Paratransit (publicly funded transit programs which offer specialized alternatives for persons with disabilities, such as “The RIDE”), is often the only alternative. They provide door-to-door service. In many areas, paratransit typically requires reservations — 24 to 48 hours before a ride — and usually offers only imprecise pickup windows. Paratransit is expensive, and often limited to populated regions (like Greater Boston). Since 2016, Boston has piloted an on-demand program with ride-hailing businesses such as Uber.

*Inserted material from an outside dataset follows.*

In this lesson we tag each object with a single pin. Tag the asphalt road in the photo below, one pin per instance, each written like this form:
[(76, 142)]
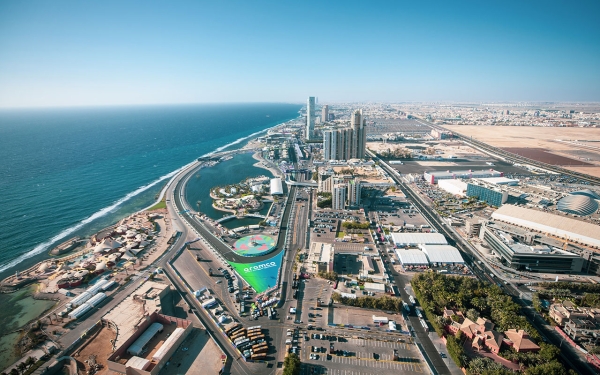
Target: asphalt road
[(568, 353)]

Another option used in Massachusetts is the Human Services Transportation Brokerage System (HST), which manages 8 million trips per year and is housed at the Executive Office of Health and Human Services (EOHHS). The system assists consumers of EOHHS agencies such as DDS and DMH for trips as limited as occasional mid-day medical appointments to long-term, multiple days a week, route-structured program services (such as day services). Since July 1, 2021, brokerage services have been managed by only two regional transit authorities: the Montachusett Regional Transit Authority (MART) and the Greater Attleboro-Taunton Regional Transit Authority (GATRA). In May, HST will host two listening sessions on how transportation brokerage has been performing since July 1. We encourage you to share your experiences at the listening sessions, which will be held on Monday, May 16 from 2:00-3:30 pm and Wednesday, May 18 from 6:00-7:30 pm. You can find the information here.
What will transportation look like in two decades? What is the right mix between better inclusion in public transportation and varying forms of paratransit including HST? Can we figure it out for urban, suburban and rural areas across our Commonwealth? Most likely it will take many of us working together to make mobility and access a part of our future reality!